Q ⁺ in the general formula (2) is a group containing a cationic group having at least one quaternary nitrogen atom, and is a straight chain or branched hydrocarbon chain having 1 to 4 carbon atoms. Through G, and part or all of this chain may form part of a heterocycle having a quaternary nitrogen atom. Preferred examples of Q ⁺ include trialkylammonium alkyl group, pyridinium-1-ylalkyl group,
1-alkylpyridinium-2-yl group, 1-alkylpyridinium-3-yl group, 1-alkylpyridinium-4-yl group, thiazolinium-3-ylalkyl group,
Examples thereof include an oxazolinium-3-ylalkyl group and a 1-alkylimidazolium-3-ylalkyl group. These groups may be substituted, and as the substituents, those mentioned as the substituents for R ₁ , R ₂ , R ₃ and R ₄ are preferable. Further, when these groups form a ring structure,
It may be condensed with another ring. A ^- is a counter anion of Q ^+, Cl preferred examples ^-, Br -, ^{p-toluenesulfonate,} but like methyl sulfonate, having a sulfo group as a Q ⁺ substituents, inner salt Is not present when forming

[0008] The compounds used in the present invention are listed below, but the present invention is not limited thereto.

[0009]

Embedded image

[0010]

[Chemical 6]

[0011]

Embedded image

[0012]

Embedded image

The synthesis examples of the present invention will be described below. Synthesis Example 1 Synthesis of H-2 Synthesis of 1,3-dimethyl-2-chloro-1,3-imidazolinium chloride (intermediate A) 1,3-Dimethyl-equivalent to 50 ml of 1,2-dichloroethane
2-Imidazolidinone (10.00 g) was added, and oxalyl chloride (6.2 ml) was added dropwise at room temperature over 15 minutes. Later 8
Heat at 0 ° C. for 4 hours. After standing to cool, the crystallized product was filtered off
-Washing with dichloroethane gave 6.75 g of the desired product.
To 160 ml of N, N-dimethylformamide was added 6.75 g of the intermediate A, and the mixture was stirred at room temperature.
80 ml of dimethylformamide and 2- [4- (3-aminobenzenesulfonamide) phenyl] -1- (3-diethylaminopropyloxamoyl) hydrazine 21.
92 g of the mixed solution was added dropwise. After stirring at room temperature for 30 minutes, the mixture was concentrated under reduced pressure and 5% sodium hydrogen carbonate solution 135 m
1 was added and the mixture was heated at 60 ° C. Chloroform (135 ml) was added, the chloroform layer was extracted, dried over magnesium sulfate, concentrated under reduced pressure, and purified by silica gel chromatography to obtain 10.79 g of a candy-like target product.

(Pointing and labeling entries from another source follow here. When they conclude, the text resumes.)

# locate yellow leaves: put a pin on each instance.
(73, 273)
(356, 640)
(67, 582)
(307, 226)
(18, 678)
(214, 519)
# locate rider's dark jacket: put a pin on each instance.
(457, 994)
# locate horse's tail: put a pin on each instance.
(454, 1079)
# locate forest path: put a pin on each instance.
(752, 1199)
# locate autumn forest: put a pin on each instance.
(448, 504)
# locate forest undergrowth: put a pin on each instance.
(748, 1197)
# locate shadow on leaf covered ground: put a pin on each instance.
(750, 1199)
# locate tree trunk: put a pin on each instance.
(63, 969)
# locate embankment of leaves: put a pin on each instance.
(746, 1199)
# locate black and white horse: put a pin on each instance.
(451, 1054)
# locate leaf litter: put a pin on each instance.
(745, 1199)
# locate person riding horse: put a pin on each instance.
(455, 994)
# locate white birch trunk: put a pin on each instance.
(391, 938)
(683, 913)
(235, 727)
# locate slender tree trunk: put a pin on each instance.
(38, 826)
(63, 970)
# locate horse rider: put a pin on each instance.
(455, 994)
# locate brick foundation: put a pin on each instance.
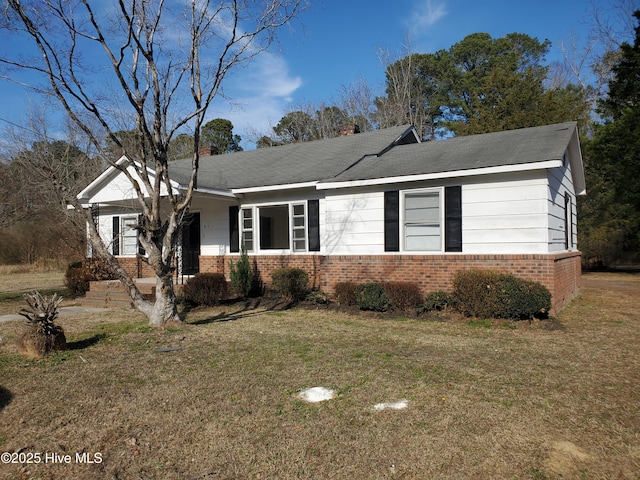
(560, 273)
(136, 267)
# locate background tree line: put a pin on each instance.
(481, 84)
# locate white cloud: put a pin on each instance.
(260, 94)
(426, 13)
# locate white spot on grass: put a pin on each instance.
(392, 405)
(316, 394)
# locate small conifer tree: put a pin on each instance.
(241, 274)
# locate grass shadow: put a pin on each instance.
(87, 342)
(5, 397)
(249, 308)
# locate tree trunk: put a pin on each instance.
(164, 309)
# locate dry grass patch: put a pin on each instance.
(16, 280)
(221, 400)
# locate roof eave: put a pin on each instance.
(329, 185)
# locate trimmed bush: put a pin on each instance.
(345, 293)
(524, 299)
(205, 289)
(291, 282)
(403, 295)
(241, 274)
(316, 297)
(494, 294)
(438, 301)
(371, 296)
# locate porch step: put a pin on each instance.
(111, 293)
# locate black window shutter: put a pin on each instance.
(392, 221)
(115, 246)
(313, 213)
(453, 219)
(234, 231)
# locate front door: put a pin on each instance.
(191, 244)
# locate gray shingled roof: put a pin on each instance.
(512, 147)
(342, 159)
(287, 164)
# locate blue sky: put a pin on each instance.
(336, 42)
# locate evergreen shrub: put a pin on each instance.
(241, 274)
(205, 289)
(403, 295)
(438, 301)
(345, 293)
(291, 282)
(494, 294)
(371, 296)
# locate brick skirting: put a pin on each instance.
(560, 273)
(136, 267)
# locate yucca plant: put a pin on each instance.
(43, 335)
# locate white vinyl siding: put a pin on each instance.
(562, 221)
(508, 215)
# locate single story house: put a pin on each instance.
(374, 206)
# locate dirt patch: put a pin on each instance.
(566, 459)
(216, 397)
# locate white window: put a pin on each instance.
(246, 219)
(274, 227)
(422, 220)
(299, 227)
(129, 236)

Synthesis Example 2 Synthesis of H-4 Synthesis of 2- (p-guanidinophenyl) -1- (ethoxalyl) hydrazine hydrochloride (Intermediate B) 2- (p-aminophenyl) -1- (ethoxalyl) hydrazine 5.50 g, 1H-pyrazole-1-carboxamidine hydrochloride 3.00 g, diisopropylethylamine 2.79 g, N, N-dimethylformamide 40 m
The mixture of 1 was stirred at room temperature under a nitrogen atmosphere for 12 hours.
After concentration under reduced pressure, the residue was purified by silica gel chromatography to obtain 4.03 g of the desired product. Melting point 68 [deg.] C. Intermediate B 4.03 g, 3-aminopropanol 1.
A mixed solution of 00 g and methanol (25 ml) was heated under reflux for 1 hour, insoluble materials were filtered off, and the residue was concentrated under reduced pressure. The residue was purified by silica gel chromatography to obtain 2.68 g of a candy-like target product. Other exemplified compounds were synthesized by the same method.

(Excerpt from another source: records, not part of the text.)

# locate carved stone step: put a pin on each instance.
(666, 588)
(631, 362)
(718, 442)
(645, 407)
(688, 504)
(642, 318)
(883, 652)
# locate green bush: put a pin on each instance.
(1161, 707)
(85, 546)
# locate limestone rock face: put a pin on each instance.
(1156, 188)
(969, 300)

The hydrazine derivative of the present invention is a suitable water-miscible organic solvent such as alcohols (methanol, ethanol, propanol etc.), ketones (acetone,
Methyl ethyl ketone), N, N-dimethylformamide, dimethyl sulfoxide, methyl cellosolve, etc. Also, by an already well-known emulsification dispersion method, dimethyl phthalate, tricresyl phosphate, oil such as glyceryl triacetate or diethyl terephthalate, and dissolved using an auxiliary solvent such as ethyl acetate or cyclohexanone, mechanically emulsified dispersion. It can also be created and used. It can be used by a method known as a solid dispersion method using a colloid mill, a ball mill or ultrasonic waves.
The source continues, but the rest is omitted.